Through the looking glass: The number of potential use cases for generative AI tools is growing fast. With its newly introduced model in the Genie line, Google now wants to provide "creatives" who have no worldbuilding skills with a straightforward and rapid way to prototype their ideas.
Genie 2 is a new foundation model capable of generating an "endless" amount of 3D environments that can be controlled by the user, Google said. The generative AI can sprout out an entire virtual world based on a single textual prompt and sample image, which can be either user-made or generated by external AI models.
Other companies are trying to turn generative AI tech into a worldbuilding wonder, though results may vary. The Oasis experiment was designed to generate a Minecraft-like experience frame by frame, but it just resembles a low-definition Minecraft world affected by dementia at this point. Genie 2 can maintain an apparently consistent world for up to a minute, Google assures, though we're still talking about a low-res, garbled, and very unpleasant-to-watch visual mess.
Anyhow, Google doesn't seem interested in visual repulsion or uncanny valley issues in the slightest. Mountain View said that games play a key aspect in AI research, providing an ideal environment to test new capabilities. The Genie 2 worlds can be controlled by a puny human using a traditional keyboard and mouse combo, with the generative model simulating all the consequences of the players' actions.
Unlike the recently unveiled SIMA, Genie 2 can provide "intelligent" visual reactions in an endlessly generated virtual environment. The AI model can generate different routes, or "counterfactual experiences" for training agents, starting from the same basic frame. With different actions taken by the human player, the world around changes and hallucinates accordingly.
Genie 2 can also remember previously generated parts of the virtual world that are outside the player's camera, and even render them "accurately" when they come back in the frame. The model can create different player perspectives, including first-person view, isometric views, and third-person driving cockpits. Complex 3D structures and object interactions are also part of the mix.
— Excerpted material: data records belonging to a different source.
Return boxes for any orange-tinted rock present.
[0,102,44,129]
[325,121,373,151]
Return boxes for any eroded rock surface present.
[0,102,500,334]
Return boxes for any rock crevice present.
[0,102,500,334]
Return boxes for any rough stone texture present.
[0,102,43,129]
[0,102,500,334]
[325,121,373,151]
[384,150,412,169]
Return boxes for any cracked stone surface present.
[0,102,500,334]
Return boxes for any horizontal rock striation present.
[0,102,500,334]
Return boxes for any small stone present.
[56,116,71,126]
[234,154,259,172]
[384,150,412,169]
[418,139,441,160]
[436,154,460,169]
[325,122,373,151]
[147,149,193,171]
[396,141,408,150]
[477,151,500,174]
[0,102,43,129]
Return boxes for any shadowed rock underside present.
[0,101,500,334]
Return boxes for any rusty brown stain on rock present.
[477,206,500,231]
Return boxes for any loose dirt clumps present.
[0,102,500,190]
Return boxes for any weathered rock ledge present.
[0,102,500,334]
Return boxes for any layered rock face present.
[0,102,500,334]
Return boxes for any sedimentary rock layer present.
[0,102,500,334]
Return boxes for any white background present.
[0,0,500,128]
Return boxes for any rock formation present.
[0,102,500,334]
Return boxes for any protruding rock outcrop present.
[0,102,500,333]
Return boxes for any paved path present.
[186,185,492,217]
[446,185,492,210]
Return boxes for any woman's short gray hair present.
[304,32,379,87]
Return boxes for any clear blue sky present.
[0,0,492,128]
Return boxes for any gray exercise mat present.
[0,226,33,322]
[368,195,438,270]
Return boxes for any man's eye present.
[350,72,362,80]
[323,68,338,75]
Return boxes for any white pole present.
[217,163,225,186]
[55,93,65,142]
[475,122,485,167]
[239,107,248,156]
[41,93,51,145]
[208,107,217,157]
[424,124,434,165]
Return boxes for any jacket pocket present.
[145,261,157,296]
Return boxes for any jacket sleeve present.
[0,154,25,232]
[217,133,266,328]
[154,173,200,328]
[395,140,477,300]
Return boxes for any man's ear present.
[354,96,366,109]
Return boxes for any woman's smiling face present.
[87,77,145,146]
Additional capabilities of the new foundation model include character animation, NPCs, physics, smoke, gravity, lighting, and reflections. Google said that Genie 2 and similar generative AI tech could be useful to prototype and experiment interactive experiences, with gaming being the first potential application that comes to mind. The research is still in its early stages, which means that there is a lot of room for improvement during the next few model training sessions.